I’m 40. I’m mortal. I’m going to die. But until then, I’m going to laugh. Even when I’m depressed, I’m going to laugh.

Dragon Comics 39

Depression sits right on your chest.

Depression sits right on your chest.

Don’t feel sorry to me. I had an excellent weekend and had to scramble to finish this comic even though it was halfway done Friday afternoon. But instead of drawing, I had a good time and enjoyed myself in every possible way from then to now. I am not personally depressed now, but I do know what it’s like to have depression sitting on your chest, weighing down your every thought. That experience is known to me.

 

Dragon Comics 29

Of all the work for hire I’ve done in my life, I’m perhaps most proud of the 30 entries I wrote for the Oxford Encyclopedia of Children’s Literature in the mid 2000s, including the entry on cartooning legend Tex Avery, whose 1949 cartoon short “Bad Luck Blackie” basically ushered the concept of cartoon violence into modernity. In retaliation for his torture of a kitten, a sadistic bulldog is cursed with bad luck, in the form of a variety of hilarious and increasingly unlikely objects that fall on his head whenever a black cat crosses his path.

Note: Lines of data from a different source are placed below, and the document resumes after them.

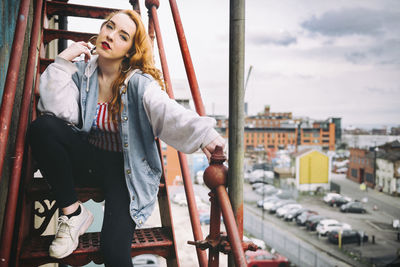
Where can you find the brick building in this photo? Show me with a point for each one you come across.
(361, 166)
(270, 131)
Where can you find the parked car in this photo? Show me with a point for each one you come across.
(260, 203)
(348, 236)
(285, 209)
(338, 201)
(145, 260)
(265, 258)
(268, 204)
(266, 189)
(353, 206)
(312, 222)
(329, 196)
(293, 213)
(257, 185)
(279, 204)
(301, 219)
(326, 226)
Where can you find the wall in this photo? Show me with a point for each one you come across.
(385, 175)
(9, 12)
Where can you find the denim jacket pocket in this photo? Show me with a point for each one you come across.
(151, 172)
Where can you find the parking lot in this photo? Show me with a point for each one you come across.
(376, 223)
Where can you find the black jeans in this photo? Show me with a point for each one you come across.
(67, 160)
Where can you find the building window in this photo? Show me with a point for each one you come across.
(369, 177)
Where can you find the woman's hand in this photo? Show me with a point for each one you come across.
(75, 50)
(209, 149)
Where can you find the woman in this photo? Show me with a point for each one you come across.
(110, 142)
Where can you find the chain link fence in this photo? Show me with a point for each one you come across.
(293, 248)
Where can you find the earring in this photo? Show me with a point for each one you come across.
(91, 45)
(125, 71)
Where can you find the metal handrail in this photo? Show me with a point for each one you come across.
(10, 85)
(222, 202)
(12, 198)
(194, 216)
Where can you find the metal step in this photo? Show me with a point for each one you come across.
(64, 9)
(145, 241)
(39, 189)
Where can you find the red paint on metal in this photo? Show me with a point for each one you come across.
(194, 87)
(215, 229)
(135, 5)
(10, 86)
(12, 197)
(215, 178)
(64, 9)
(229, 219)
(194, 216)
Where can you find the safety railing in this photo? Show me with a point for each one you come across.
(14, 183)
(219, 197)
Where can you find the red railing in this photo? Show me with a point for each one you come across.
(12, 197)
(10, 85)
(219, 198)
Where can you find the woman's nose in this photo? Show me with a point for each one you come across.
(110, 36)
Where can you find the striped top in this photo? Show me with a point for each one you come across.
(104, 134)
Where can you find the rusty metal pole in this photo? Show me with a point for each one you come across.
(10, 86)
(194, 86)
(215, 229)
(236, 111)
(215, 179)
(12, 198)
(152, 6)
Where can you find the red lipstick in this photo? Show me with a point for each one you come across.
(105, 45)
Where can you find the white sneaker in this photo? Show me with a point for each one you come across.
(68, 232)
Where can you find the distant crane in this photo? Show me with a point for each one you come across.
(245, 87)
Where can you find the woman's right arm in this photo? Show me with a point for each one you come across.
(58, 92)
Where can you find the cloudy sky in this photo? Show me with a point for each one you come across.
(311, 57)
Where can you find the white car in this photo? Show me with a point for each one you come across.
(269, 204)
(285, 209)
(325, 226)
(329, 196)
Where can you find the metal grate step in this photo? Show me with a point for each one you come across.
(39, 189)
(145, 241)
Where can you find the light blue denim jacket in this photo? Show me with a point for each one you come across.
(141, 159)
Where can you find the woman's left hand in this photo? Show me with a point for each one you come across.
(209, 149)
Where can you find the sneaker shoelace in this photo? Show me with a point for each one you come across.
(64, 221)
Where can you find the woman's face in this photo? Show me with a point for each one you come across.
(116, 37)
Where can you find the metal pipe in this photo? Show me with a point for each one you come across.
(12, 198)
(235, 240)
(236, 111)
(194, 86)
(215, 229)
(10, 86)
(194, 216)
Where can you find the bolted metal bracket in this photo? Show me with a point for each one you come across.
(222, 244)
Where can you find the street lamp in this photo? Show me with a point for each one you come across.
(376, 149)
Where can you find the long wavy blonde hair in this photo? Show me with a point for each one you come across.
(142, 58)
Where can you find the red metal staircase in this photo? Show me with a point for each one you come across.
(24, 245)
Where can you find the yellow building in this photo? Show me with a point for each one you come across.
(313, 170)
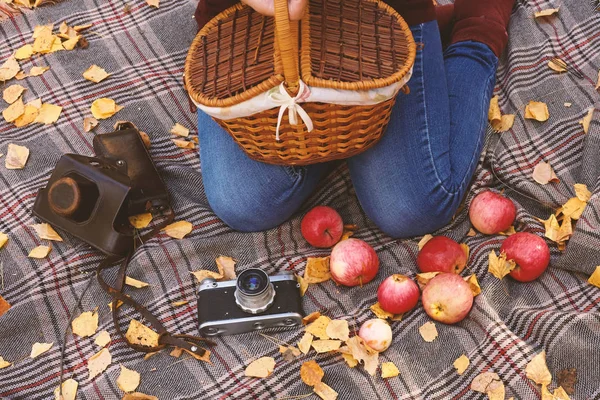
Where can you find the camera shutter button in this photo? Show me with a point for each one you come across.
(64, 196)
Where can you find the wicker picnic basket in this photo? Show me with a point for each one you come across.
(299, 93)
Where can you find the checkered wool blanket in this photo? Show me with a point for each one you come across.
(145, 51)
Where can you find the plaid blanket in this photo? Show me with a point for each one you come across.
(144, 50)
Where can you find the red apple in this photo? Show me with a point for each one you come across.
(322, 227)
(353, 262)
(442, 254)
(377, 334)
(447, 298)
(530, 252)
(491, 213)
(398, 294)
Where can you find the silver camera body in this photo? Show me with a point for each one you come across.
(252, 302)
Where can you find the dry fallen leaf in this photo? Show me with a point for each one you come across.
(69, 390)
(16, 156)
(180, 130)
(428, 331)
(128, 379)
(546, 13)
(260, 368)
(319, 327)
(89, 123)
(338, 329)
(14, 111)
(179, 229)
(98, 363)
(102, 339)
(12, 93)
(39, 252)
(389, 370)
(140, 221)
(86, 324)
(135, 283)
(46, 232)
(95, 74)
(48, 114)
(138, 333)
(305, 343)
(537, 110)
(585, 122)
(499, 266)
(311, 373)
(537, 370)
(39, 348)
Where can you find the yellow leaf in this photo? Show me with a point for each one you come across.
(428, 331)
(69, 390)
(424, 241)
(499, 266)
(180, 130)
(473, 284)
(140, 334)
(179, 229)
(325, 346)
(104, 108)
(461, 364)
(582, 192)
(537, 110)
(95, 74)
(135, 283)
(3, 363)
(89, 123)
(24, 52)
(9, 69)
(37, 71)
(311, 373)
(98, 363)
(226, 266)
(14, 111)
(40, 348)
(40, 252)
(86, 324)
(319, 327)
(543, 174)
(128, 379)
(48, 114)
(12, 93)
(546, 13)
(260, 368)
(317, 270)
(305, 343)
(593, 280)
(537, 370)
(140, 221)
(46, 232)
(338, 329)
(389, 370)
(102, 339)
(587, 120)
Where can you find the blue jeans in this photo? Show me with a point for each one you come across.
(410, 183)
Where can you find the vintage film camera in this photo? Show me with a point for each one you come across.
(91, 197)
(252, 302)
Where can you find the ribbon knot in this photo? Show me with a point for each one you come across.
(287, 102)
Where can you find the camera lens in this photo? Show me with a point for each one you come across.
(254, 292)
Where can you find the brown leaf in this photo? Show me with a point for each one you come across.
(311, 373)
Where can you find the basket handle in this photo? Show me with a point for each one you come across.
(285, 35)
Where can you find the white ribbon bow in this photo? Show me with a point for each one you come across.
(283, 99)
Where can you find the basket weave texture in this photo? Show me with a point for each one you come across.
(353, 45)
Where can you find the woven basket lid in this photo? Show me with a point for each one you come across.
(340, 44)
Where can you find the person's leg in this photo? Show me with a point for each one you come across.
(414, 179)
(248, 195)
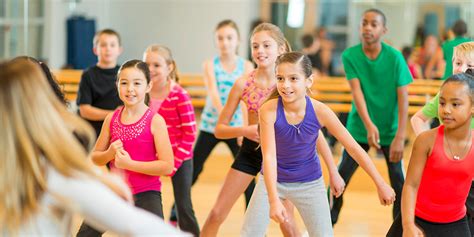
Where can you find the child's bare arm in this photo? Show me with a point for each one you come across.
(336, 182)
(103, 151)
(161, 166)
(329, 119)
(421, 150)
(223, 130)
(92, 113)
(210, 82)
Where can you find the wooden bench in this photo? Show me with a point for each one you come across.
(69, 81)
(333, 91)
(336, 93)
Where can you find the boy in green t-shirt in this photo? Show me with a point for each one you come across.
(378, 76)
(463, 60)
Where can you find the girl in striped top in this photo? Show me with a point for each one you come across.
(172, 102)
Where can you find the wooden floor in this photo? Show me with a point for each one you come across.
(362, 214)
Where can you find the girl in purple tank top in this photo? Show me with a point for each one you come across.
(267, 43)
(290, 123)
(134, 141)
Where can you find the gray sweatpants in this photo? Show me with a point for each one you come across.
(309, 199)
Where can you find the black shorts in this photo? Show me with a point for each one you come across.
(249, 158)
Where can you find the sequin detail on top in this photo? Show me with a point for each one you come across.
(127, 132)
(254, 96)
(138, 141)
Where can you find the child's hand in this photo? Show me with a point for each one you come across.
(396, 150)
(116, 146)
(386, 194)
(251, 132)
(122, 159)
(240, 140)
(412, 230)
(118, 186)
(337, 184)
(278, 212)
(373, 136)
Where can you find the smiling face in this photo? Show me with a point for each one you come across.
(265, 49)
(292, 82)
(462, 63)
(227, 40)
(132, 86)
(372, 28)
(159, 68)
(107, 49)
(455, 105)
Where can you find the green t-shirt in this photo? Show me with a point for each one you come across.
(448, 50)
(379, 80)
(430, 110)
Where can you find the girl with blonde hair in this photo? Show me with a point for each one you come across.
(46, 177)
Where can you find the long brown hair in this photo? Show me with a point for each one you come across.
(36, 133)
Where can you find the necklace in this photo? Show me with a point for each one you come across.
(297, 127)
(455, 157)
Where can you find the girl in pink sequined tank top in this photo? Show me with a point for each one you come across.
(134, 140)
(267, 42)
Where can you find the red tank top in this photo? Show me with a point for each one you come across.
(444, 185)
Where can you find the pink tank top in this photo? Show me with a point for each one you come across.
(138, 141)
(254, 96)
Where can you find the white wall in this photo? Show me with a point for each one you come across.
(186, 26)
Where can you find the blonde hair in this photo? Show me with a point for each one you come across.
(275, 33)
(106, 32)
(464, 50)
(35, 135)
(165, 52)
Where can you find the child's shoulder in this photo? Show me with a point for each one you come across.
(242, 81)
(269, 108)
(318, 105)
(426, 138)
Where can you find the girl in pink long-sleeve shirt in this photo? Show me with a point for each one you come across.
(172, 102)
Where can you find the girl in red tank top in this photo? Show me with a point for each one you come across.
(441, 168)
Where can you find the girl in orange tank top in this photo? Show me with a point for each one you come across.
(441, 168)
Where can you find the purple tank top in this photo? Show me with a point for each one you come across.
(297, 159)
(138, 141)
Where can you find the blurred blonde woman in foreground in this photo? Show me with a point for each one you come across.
(46, 177)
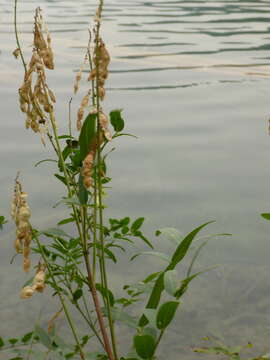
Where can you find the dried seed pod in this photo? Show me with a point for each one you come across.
(16, 53)
(18, 246)
(27, 292)
(52, 96)
(26, 264)
(87, 169)
(77, 80)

The first 2 items to fall on the dog’s head are flowerpots; these are city creatures, and flowerpots falling from windowsills are explainable, even if 2 in 1 minute strain plausibility. Then comes the steamer trunk, followed, of course, by a piano. There is some explanation for the falling bricks at a construction site, but little logic behind the live bomb and the now expected, if not completely unlikely, anvil.

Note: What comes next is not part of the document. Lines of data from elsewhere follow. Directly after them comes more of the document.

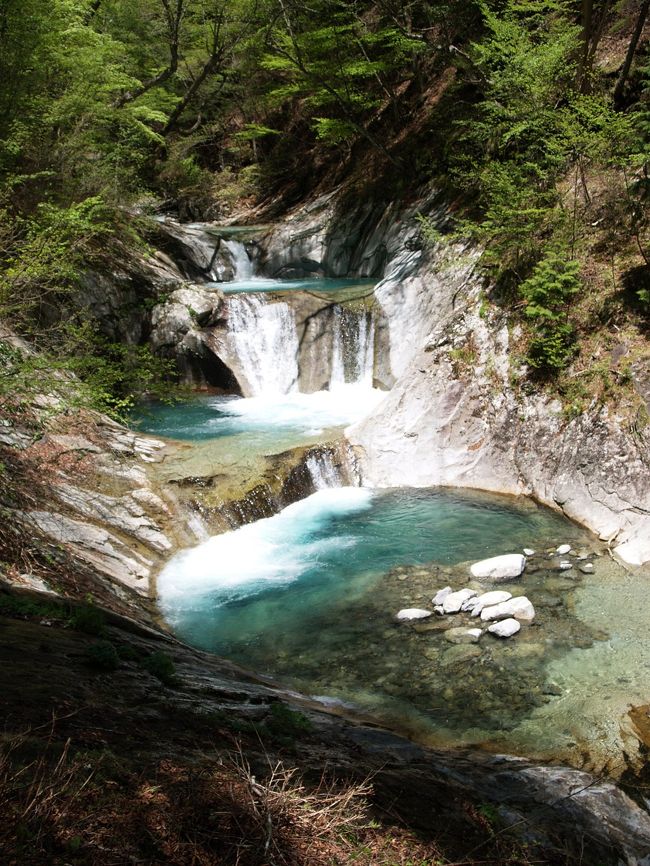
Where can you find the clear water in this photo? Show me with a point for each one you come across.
(263, 419)
(324, 286)
(309, 597)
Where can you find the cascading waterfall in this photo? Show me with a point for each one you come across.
(324, 473)
(240, 259)
(353, 347)
(264, 339)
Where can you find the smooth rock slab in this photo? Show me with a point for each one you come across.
(410, 613)
(499, 567)
(520, 608)
(505, 628)
(454, 601)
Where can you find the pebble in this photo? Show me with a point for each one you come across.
(505, 628)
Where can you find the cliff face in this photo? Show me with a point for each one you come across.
(459, 412)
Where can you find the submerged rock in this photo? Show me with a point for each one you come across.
(520, 608)
(499, 567)
(410, 613)
(505, 628)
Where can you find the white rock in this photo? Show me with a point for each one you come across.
(505, 628)
(441, 595)
(409, 613)
(463, 635)
(499, 567)
(469, 604)
(520, 608)
(496, 596)
(453, 602)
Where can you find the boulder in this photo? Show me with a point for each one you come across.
(499, 567)
(410, 613)
(520, 608)
(463, 635)
(496, 596)
(441, 595)
(505, 628)
(454, 601)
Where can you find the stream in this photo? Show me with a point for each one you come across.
(308, 596)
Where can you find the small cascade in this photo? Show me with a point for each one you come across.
(264, 340)
(353, 347)
(324, 473)
(240, 259)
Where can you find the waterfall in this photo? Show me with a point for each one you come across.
(323, 472)
(264, 340)
(353, 347)
(240, 259)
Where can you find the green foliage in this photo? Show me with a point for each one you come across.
(103, 656)
(287, 724)
(161, 665)
(341, 65)
(89, 619)
(547, 293)
(21, 607)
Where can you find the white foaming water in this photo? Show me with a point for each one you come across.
(240, 258)
(353, 347)
(275, 550)
(264, 339)
(324, 473)
(321, 410)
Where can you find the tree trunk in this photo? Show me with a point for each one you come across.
(631, 50)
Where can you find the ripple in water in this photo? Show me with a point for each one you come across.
(309, 596)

In the cartoon’s final moments, as the dog’s bad luck is sealed in seeming perpetuity, three final object fall from the sky onto his head as he runs off into a distance: a plane (OK), a bus (what? Did it fall off a bridge?), and then, for the punchline, a ship. A large ocean liner falls out of the sky, onto the dog. His luck is indeed bad.

In 7 minutes, Avery’s cartoon communicates an absurd logic, one without which we cannot truly enjoy cartoons. It’s the same logic explained in the 1988 film Who Framed Roger Rabbit: Roger, the animated rabbit, and Eddie, the live action human, have been handcuffed together. As Eddie furiously saws at the handcuffs he snaps at Roger to stand still. In a good faith effort to help, Roger slips out of his bonds and leaves Eddie to his task. Eddie notices that Roger is no longer chained to him, and snarls, “Do you mean to tell me you could have taken your hand out of that cuff at any time?”

“No, not at any time,” Roger explains. “Only when it was funny.”

That is the essence of cartoon logic. Anything can happen. But only when it’s funny.

This is a lot of what I love about cartoons.

The Animaniacs summarized the boundaries and possibilities of cartoon logic in the 1993 short, “I Am the Very Model of a Cartoon Individual,” jamming a maximum number of tropes into 75 seconds of music. An illustration of an anvil falls from the pages of a book, manifesting with a heavy clang onto the head of a pirate. Yakko Warner sings, “From this bag here why I can pull most anything imaginable, like office desks and lava lights and Burt who is a cannibal.”

Anything imaginable, as long as it’s funny.

Peter does it in Family Guy and Pinky Pie does it in My Little Pony: Friendship Is Magic.

And this is what Dragon is doing today. I love cartoons. I love drawing cartoons. It’s unlikely that I’ll get any worse at it. This strip gives me hope that I might be getting better.

But I wanted to examine the Horsehead Nebula! And shoot the fun size trebuchet. And maybe eat a banana, or some other piece of fruit off the Carmen Miranda hat.

But I wanted to examine the Horsehead Nebula! And shoot the fun size trebuchet. And maybe eat a banana, or some other piece of fruit off the Carmen Miranda hat.